24 Sep Fun factor: 13 not-so-scary things to do in the 501 this fall
by Linda Henderson
Finally, October will soon arrive in Central Arkansas. Most folks think the only thing to do in October is related to the costumed trick or treaters that will be taking to the streets in droves, but there are lots of things to do that do not necessarily relate to spooky things.
So, if you are not keen on Halloween, no worry — the 501 has many other things to do and see.
A visit to an Arkansas State Park will always be No. 1 for me.
Make a day trip or a camping weekend to Woolly Hollow State Park, which has 370 acres of hardwood forest with a small lake built by the Civilian Conservation Corps in 1933. There is an original homestead cabin in the park. It was built by an early pioneer family and has been completely restored. It makes a wonderful backdrop for the autumn leaves.
If you want a little spooky but not too scary, visit an old cemetery.

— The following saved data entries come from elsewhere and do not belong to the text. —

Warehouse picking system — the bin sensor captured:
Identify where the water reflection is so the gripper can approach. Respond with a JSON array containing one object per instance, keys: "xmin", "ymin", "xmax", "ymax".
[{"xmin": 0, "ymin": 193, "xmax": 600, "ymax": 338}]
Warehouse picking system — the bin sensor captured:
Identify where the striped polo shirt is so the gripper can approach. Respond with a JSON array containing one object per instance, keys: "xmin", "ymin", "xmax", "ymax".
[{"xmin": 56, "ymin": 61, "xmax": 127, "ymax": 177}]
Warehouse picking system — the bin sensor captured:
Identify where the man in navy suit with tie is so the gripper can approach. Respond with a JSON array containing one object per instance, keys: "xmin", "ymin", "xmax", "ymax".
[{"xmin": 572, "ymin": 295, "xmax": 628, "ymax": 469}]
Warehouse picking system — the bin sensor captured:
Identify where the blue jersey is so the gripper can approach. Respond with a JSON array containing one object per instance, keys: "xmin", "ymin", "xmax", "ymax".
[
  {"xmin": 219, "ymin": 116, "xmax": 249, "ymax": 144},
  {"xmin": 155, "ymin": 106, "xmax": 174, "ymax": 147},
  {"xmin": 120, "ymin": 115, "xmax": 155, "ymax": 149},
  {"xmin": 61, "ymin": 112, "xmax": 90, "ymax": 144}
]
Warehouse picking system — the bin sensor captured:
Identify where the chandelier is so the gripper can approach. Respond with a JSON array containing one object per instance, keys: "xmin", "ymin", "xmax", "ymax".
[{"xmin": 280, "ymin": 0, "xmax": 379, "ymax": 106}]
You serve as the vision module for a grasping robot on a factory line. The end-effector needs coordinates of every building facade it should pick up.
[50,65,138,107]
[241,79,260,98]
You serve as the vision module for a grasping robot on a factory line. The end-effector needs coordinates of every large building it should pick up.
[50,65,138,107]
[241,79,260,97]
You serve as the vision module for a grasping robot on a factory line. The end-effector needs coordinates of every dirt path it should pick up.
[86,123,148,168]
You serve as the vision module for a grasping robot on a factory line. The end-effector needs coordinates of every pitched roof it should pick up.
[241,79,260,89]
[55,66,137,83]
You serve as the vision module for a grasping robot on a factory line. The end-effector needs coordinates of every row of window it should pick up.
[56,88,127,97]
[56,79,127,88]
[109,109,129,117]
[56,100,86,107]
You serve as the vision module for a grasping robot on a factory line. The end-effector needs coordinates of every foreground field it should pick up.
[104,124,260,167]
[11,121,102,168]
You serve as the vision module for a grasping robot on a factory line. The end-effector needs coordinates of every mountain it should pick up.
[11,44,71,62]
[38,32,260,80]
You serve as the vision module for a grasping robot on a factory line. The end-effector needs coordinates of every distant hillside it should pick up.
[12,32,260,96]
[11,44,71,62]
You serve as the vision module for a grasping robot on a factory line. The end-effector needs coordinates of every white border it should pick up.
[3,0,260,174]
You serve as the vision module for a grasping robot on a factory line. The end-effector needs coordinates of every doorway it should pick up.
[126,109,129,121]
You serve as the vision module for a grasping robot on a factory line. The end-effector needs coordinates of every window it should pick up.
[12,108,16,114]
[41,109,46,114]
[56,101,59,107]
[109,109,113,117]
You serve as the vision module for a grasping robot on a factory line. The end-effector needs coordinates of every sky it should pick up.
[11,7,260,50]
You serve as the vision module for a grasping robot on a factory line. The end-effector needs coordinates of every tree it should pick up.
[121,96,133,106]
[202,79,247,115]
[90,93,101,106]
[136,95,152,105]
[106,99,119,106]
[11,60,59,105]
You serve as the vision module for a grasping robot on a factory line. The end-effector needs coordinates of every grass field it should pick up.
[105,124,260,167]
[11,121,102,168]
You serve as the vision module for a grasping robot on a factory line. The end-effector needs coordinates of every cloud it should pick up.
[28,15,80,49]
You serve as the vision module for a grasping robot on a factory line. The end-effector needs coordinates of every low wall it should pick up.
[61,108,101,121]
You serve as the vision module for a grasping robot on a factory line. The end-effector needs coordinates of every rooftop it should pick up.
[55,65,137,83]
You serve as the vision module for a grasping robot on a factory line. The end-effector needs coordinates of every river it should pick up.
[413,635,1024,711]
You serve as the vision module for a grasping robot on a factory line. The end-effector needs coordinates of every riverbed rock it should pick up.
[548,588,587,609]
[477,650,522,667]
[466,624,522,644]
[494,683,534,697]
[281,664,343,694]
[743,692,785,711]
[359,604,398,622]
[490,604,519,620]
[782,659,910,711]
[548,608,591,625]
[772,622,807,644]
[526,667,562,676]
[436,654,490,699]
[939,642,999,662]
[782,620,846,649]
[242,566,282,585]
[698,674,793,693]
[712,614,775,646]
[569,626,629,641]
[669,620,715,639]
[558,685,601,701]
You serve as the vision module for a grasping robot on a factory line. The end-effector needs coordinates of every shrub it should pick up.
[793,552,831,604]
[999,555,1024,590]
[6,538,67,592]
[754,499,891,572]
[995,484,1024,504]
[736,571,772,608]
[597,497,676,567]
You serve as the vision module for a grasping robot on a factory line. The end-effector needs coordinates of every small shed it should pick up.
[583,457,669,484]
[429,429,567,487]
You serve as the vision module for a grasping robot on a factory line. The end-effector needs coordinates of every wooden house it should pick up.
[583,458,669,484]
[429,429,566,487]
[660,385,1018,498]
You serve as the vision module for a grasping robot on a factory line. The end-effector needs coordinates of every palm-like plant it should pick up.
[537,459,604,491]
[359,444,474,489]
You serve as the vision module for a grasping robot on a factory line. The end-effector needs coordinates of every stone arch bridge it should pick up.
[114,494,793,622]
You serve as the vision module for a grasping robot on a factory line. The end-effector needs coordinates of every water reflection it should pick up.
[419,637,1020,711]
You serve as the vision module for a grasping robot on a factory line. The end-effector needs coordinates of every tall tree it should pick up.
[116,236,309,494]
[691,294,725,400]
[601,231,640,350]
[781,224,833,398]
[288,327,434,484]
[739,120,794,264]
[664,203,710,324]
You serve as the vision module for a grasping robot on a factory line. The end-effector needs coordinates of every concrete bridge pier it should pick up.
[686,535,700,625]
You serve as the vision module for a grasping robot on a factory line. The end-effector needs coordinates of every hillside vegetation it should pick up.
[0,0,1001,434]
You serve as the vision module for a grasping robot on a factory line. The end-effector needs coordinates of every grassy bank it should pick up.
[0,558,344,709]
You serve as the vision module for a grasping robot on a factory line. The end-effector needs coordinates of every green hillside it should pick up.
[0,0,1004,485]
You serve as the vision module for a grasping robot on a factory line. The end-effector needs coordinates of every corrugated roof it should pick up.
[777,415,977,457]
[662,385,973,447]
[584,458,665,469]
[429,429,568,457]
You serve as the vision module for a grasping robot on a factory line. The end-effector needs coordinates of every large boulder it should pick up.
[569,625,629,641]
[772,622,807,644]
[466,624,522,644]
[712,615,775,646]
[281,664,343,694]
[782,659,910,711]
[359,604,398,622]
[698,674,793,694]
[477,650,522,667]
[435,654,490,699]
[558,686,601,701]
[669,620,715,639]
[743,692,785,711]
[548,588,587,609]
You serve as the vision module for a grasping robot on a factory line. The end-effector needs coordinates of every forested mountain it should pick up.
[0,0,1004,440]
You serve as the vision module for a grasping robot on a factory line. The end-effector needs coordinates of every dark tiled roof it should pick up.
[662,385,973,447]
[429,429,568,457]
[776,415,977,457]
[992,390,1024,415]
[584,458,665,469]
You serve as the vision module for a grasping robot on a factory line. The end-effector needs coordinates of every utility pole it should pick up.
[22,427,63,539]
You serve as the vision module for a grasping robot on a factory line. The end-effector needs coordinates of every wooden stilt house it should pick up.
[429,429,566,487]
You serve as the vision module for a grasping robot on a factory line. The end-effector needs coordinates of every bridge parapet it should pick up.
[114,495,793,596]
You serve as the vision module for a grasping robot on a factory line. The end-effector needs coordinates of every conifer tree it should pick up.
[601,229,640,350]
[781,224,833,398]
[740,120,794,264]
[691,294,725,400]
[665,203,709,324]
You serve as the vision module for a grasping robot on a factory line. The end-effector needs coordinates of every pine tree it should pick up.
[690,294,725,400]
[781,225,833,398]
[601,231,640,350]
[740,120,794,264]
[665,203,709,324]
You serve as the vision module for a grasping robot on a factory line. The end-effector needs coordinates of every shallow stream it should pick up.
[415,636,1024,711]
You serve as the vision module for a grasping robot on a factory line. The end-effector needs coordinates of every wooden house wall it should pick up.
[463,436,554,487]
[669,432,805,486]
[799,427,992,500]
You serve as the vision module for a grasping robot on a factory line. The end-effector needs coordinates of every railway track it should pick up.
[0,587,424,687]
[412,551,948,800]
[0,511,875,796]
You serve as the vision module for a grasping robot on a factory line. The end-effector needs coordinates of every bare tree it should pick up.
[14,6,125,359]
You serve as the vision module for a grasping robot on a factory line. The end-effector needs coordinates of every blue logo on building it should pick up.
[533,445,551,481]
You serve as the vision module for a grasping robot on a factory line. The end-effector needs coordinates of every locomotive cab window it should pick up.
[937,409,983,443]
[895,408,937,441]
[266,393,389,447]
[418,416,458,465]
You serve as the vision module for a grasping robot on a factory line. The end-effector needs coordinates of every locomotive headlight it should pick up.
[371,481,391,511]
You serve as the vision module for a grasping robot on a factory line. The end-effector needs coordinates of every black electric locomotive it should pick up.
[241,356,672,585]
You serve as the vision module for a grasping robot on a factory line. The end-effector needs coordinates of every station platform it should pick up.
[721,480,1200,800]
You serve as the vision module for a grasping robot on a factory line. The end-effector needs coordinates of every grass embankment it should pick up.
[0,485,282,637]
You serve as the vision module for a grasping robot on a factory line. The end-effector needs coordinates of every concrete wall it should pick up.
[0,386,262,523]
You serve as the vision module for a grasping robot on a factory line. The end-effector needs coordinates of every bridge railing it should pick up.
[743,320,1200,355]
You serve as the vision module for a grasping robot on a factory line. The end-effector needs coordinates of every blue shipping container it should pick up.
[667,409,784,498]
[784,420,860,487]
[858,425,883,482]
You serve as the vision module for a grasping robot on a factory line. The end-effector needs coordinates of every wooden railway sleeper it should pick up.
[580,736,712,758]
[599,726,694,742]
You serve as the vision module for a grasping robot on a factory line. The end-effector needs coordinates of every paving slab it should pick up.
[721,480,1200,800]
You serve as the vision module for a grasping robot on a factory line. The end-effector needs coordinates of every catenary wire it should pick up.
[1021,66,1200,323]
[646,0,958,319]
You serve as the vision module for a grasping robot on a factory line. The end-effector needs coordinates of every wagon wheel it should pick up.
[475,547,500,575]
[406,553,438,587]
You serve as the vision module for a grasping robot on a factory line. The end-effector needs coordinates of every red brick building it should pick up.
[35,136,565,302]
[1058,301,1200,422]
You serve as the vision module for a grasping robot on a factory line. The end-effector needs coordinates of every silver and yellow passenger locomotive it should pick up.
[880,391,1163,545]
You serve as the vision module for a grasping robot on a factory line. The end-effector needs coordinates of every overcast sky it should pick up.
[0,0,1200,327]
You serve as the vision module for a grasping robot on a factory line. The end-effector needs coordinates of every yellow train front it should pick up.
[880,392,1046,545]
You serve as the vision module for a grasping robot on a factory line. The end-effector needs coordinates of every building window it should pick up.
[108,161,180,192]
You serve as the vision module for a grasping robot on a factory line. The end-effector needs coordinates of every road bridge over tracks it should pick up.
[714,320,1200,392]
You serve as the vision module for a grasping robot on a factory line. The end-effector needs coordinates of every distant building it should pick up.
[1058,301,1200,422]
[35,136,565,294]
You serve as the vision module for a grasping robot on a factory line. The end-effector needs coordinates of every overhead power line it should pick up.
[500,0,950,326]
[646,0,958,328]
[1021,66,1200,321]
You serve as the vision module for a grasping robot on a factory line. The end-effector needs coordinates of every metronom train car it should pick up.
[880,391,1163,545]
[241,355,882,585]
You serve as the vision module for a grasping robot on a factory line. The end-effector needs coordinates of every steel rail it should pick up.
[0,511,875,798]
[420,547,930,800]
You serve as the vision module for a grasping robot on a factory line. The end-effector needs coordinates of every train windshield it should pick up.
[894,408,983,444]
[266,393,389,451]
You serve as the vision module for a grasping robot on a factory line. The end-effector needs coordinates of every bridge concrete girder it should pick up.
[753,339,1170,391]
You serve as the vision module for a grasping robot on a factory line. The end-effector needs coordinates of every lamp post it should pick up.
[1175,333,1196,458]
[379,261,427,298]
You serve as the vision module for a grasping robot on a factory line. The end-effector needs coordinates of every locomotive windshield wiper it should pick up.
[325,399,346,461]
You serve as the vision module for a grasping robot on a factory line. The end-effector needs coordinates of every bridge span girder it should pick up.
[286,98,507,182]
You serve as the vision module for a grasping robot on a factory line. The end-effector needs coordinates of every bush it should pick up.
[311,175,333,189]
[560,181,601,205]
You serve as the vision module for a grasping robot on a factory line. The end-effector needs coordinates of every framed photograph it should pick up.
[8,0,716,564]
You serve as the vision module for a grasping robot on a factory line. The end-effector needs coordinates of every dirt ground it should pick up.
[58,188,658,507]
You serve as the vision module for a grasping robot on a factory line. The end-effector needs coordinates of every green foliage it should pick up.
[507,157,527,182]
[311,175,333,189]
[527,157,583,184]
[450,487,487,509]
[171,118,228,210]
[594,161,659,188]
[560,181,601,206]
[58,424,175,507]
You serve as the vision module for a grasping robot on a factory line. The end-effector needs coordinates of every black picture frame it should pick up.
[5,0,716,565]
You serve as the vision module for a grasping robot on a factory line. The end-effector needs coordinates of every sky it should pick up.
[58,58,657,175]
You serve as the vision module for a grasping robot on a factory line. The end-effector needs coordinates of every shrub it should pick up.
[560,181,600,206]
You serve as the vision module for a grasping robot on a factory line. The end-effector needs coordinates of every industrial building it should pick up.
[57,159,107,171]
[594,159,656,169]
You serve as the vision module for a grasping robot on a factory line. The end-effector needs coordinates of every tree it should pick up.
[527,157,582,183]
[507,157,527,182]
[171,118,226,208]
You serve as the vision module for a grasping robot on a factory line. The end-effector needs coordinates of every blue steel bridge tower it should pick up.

Try to visit one that is the final resting place of your family ancestors. It is a great way to share family history and stories with the next generation.
Take a picnic to an area lake or find a creek with running water.
Colors of changing leaves reflecting in the water are a beautiful sight. And who knows, it still might be warm enough to dip your feet in the water.
Take a drive on a rural road.
There are so many beautiful drives in the 501. Last October, my favorite Saturday afternoon drive was around Greers Ferry Lake between Heber Springs and Higden.
Visit a county courthouse.
All the 501 county courthouses are beautifully landscaped, and many have numerous old towering oaks and other hardwoods.
Visit the “old town” part of your hometown.
Older neighborhoods are where white picket fences and stunning old trees with changing leaves are found.
Head down Highway 60 in Perry County and enjoy Saint Boniface Church in all her stately fall beauty.
After your visit to Saint Boniface, drive on up Petit Jean Mountain.
My favorite Arkansas State Park is Petit Jean. The turning leaves on the mountain are some of the finest vistas in Arkansas.
Find a swamp to visit.
There is nothing much more beautiful that a swamp cypress tree as it goes from summer’s green to fall’s golden orange.
Take a Sunday afternoon drive in Pulaski County.
Drive down a county road and enjoy the cotton bolls ready to be picked.
Watch the Harvest Full Moon rising.
This year, the Harvest Moon or October’s full moon rises at approximately 6:51 p.m. Wednesday, Oct. 24.
Visit a pumpkin patch.
The patches I enjoy the most are Schaefer’s and Collins Pumpkin Patch and The Barn at Lollie. Schaefer’s and Collins Patch opens at the end of September. There are oodles of varieties of pumpkins available, a petting zoo, hayrides and fun tractor rides for the kids. The Barn at Lollie has a corn maze that will allow your family to meander through the maze for hours.
Visit an apple orchard.
Central Arkansas has an abundance of orchards. Then go home and make an iron skillet apple pie. I’ve included my almost famous and easy iron skillet apple pie recipe in this story.
Aunt Linda’s Easy Skillet Apple Pie
1/2 a stick of salted butter
4 Granny Smith Apples
1 cup sugar
1/2 cup of brown sugar
2 teaspoons ground cinnamon
4 small chunks of salted butter
Aunt Linda’s secret recipe for pie crust: 2 Pillsbury refrigerated pre-rolled pie crusts.
Preheat oven to 350 degrees. Allow pie crust to warm to room temperature (about 15 minutes). Place butter into a hot 10-inch cast iron skillet. Allow the butter to melt in the oven. Remove skillet from the oven after it is hot. Place one of the refrigerated pie crusts into the iron skillet. Prepare apples by peeling, coring and thinly slicing into small chunks. Add sugars and cinnamon to apples. Mix together so that sugars and cinnamon cover each apple chunk. Add apple mixture to skillet along with the four small chunks of salted butter. Cover the pie with the second refrigerated pie crust. Cut four slits into the top of the crust for steam. Bake in the preheated oven until the apples are tender and the crust is golden brown, about 45 minutes. Serve warm.
Unleash your creative side and wear a fun Halloween themed costume.
October is one of the best months of the year. The weather is perfect, and there is so much to do. It’s the best time to embrace the outdoors, the bountiful harvest and the haunted happenings in the 501.
Linda Henderson is a lifelong resident of the 501. During the week, Linda is a registered nurse at the Conway Human Development Center. On the weekends, she and her husband, Jim, travel the 501 and other areas of Arkansas. Jim drives and hauls equipment. Linda takes photographs of Arkansas. During their travels, they have gained appreciation and love for The Natural State. They have found the 501 has so much to offer for weekend fun and beauty to photograph.